I could hear C.A. smiling over the phone.  "I like what you're saying 'cause I think people almost make an assumption that you need non-circumstantial evidence... to determine the answer to this kind of question, 'Does alien life exist and have they visited?'  People want to use a Beyond a Reasonable Doubt Standard.  You're arguing that that's not really appropriate.  You're really arguing by analogy, like OK if Preponderance of the Evidence works for these type of cases, why exactly does this one require Beyond a Reasonable Doubt standard?  That itself is not reasonable, it's not appropriate."

"Not only that," I added, "The standard being used goes beyond even Beyond a Reasonable Doubt because the Academic Standard is The Scientific Method; you need multiple 100% tests and then even the write-up on those multiple 100% tests..."

C.A. finished my sentence, "... test the hypothesis and then peer-reviewed."

"Yeah," I said.

"Yeah, exactly," he said.

"It's just an unreasonable standard," I concluded.


How much circumstantial evidence is needed to prove UFOs are real?
Where Captain Awesome drinks his coffee

There was a pause.  I think we both took a sip of coffee.
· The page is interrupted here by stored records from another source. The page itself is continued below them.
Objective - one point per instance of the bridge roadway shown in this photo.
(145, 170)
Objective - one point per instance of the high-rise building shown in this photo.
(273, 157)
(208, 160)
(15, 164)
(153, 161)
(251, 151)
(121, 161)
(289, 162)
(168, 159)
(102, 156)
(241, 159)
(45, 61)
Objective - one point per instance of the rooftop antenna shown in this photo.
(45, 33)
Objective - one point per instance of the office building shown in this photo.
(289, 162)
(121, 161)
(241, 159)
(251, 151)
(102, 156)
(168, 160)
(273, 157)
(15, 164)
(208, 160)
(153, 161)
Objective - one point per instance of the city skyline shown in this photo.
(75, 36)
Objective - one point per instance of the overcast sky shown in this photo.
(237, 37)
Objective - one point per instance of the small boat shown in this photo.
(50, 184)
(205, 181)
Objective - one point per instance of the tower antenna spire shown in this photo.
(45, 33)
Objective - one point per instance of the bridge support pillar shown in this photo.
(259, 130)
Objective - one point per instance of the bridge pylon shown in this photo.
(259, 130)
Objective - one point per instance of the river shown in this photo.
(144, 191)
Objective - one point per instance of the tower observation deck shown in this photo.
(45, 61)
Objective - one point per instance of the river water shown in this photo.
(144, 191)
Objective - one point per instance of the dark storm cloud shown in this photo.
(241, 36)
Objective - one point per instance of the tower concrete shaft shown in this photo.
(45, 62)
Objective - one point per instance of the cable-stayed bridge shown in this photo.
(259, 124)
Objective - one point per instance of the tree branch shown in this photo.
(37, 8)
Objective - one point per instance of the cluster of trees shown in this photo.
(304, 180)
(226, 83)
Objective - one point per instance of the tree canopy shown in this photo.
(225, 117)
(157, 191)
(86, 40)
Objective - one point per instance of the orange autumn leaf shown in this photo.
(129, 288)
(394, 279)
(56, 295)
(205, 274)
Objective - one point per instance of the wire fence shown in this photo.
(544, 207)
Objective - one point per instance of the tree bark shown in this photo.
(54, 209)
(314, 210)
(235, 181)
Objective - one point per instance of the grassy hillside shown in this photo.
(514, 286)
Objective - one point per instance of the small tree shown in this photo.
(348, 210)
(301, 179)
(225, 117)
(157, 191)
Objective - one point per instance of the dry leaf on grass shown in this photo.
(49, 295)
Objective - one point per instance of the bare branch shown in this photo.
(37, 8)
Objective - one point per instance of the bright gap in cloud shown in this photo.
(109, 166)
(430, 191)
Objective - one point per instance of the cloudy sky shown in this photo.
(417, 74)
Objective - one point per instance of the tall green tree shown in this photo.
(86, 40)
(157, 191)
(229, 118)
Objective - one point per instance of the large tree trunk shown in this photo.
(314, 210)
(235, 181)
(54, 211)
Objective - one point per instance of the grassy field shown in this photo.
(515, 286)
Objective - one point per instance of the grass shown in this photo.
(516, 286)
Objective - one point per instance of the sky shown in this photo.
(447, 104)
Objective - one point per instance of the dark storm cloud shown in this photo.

C.A. went on.  "So basically you're arguing, just the whole purpose of the call is you're trying to determine, what's the appropriate standard, here, and I think people, for whatever reason, they're saying, 'OK, this is technology, this is,' I don't know, 'Atmospheric phenomena, so we should use the Scientific Academic Standard,' and you're putting forth a good argument for using, you know, other standards."

"Yeah," I agreed.

"Like, the Scientific Standard is not the only one.  This is really a question of 'finding of fact'... It's not a scientific theory."

"Right."

"Like, you're basically saying, 'OK, this isn't a hypothesis.  It's not appropriate to use the Scientific Standard because,' you're saying, 'It's not a hypothesis, that alien life exists.' Your position is, it does 'cause you've seen it, so you should use a Civil Court, like a non-criminal trial standard.  Like, you're not advocating a thesis.  From your stand point you're not posing a question that you're proving so it's not the appropriate yard stick."

"Yeah."

Looking back over all this it suddenly occurred to me, maybe we are all asking the wrong question.  Maybe the question should not be, "How much circumstantial evidence is needed to prove UFOs are real," it should rather be, "Who asked Science?"  If Joe steals a TV, do we ask a Harvard professor to replicate the evidence and get it peer reviewed?  No, we apply a legal standard as the parameters for a fact-finder to either convict the dude or acquit him.

I love you, Science, but I need some space.  (Who asked you, anyway?)